Given our modern belief in linear progres, it may seem strange that one of the oldest human knowledge systems might offer the most comprehensive way of understanding reality. But it actually makes sense that in the earliest period of our present cycle of development, the wisest amongst us had still a largely intuitive and implicit, but essentially true understanding of the whole of reality. It also stands to reason that in the next period of more abstract thought, individual thinkers, groups and ultimately whole civilisations focused on different aspects of that reality, gaining more and more detailed, but also more and more specialised and ultimately one-sided knowledge. Perhaps the time has come for at least some of us to go back to the underlying oneness, to the secret that supports all our efforts at understanding, and to find there, what it is that gives meaning and direction to our existence.
For whom this text is meant
This text is meant, then, for those who have realised that there is something missing in the way modernity explains the world, and that neither our present physicalist, positivist science, nor any of the exclusive spiritual or religious traditions on its own offers a sufficiently comprehensive and progressive understanding of the world in all its complexity. In other words, this text is meant for those who feel that there should be something more, something that makes sense of the whole of reality, something that can tell us not only how it all hangs together but also where it is heading and what is meant to happen next in our individual and collective evolution.
This text is also, and perhaps primarily, meant as a call for action. Our present humanity is clearly not good enough for the powers we have and for the challenges we are facing. Whether we like it or not, we have to learn how to do better, and we have to learn fast. One of the things that might help on the way is a better map of reality as whole. As already hinted at, the basic outline of such an understanding is already available in the Indian tradition, and in this text I'll try to present Sri Aurobindo's version of it. But by itself this is not enough. We also need a large, collective effort to develop this integral way of thinking into a proper science of the inner, psychological and spiritual domain. We need to learn how to master and develop human nature in the same effective and quickly progressive way we already have for the physical domain. If Sri Aurobindo is right, we are moving towards a fundamental change in what it means to be human, far beyond what our present science and spiritual traditions can even envisage.
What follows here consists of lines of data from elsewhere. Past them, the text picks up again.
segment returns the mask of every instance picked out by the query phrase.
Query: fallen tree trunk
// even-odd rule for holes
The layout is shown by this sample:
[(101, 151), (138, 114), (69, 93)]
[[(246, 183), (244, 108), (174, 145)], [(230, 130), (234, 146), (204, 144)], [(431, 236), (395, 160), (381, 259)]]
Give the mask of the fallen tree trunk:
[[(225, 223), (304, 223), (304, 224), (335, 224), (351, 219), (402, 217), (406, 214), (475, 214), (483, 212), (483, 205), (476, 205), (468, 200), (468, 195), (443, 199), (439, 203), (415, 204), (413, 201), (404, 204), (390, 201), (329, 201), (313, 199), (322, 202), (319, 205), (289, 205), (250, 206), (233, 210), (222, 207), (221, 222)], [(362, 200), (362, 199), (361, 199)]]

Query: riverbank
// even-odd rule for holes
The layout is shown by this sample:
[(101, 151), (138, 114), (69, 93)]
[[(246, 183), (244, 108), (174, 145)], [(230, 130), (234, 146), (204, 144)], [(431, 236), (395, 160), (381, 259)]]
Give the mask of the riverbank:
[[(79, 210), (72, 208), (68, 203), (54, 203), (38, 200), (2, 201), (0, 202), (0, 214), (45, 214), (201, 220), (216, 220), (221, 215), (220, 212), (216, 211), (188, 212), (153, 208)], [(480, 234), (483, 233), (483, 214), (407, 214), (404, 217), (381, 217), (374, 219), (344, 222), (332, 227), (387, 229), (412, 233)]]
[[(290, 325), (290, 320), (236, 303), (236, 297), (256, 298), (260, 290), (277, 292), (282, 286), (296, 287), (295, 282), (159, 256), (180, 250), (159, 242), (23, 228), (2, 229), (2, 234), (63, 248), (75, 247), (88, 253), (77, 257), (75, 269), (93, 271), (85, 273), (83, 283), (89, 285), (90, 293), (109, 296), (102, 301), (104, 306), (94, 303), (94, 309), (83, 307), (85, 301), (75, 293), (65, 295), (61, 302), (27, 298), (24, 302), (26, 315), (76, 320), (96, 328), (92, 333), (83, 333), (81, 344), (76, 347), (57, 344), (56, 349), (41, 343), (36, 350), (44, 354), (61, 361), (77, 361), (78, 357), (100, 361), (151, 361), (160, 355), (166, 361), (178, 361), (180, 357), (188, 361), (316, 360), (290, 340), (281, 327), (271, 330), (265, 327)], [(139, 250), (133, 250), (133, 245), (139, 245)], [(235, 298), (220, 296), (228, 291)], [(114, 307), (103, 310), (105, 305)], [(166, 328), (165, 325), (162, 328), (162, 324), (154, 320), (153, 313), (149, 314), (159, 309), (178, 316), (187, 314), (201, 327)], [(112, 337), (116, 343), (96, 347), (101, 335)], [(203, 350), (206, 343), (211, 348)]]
We better get ready for it!
Endnotes
1. The oldest philosophical text of India, and possibly of mankind, is the Rig Veda. Its symbolic language has been hard to understand for later thinkers, and over time it has been interpreted in entirely different ways. In Sri Aurobindo's interpretation, which is the one we'll follow for this text, it provides not only an enriching context for the knowledge and know-how of all the later Indian traditions, but for all human knowledge. I realise that this is a bold statement, but its basic understanding of reality not only appears to do justice to the incredible love, beauty and wisdom with which this world is made, but it also shows our human role in the whole, and how it is possible that we humans can know anything about it at all. Most interestingly, it even hints at the direction in which everything is moving, which will be the central theme of this text.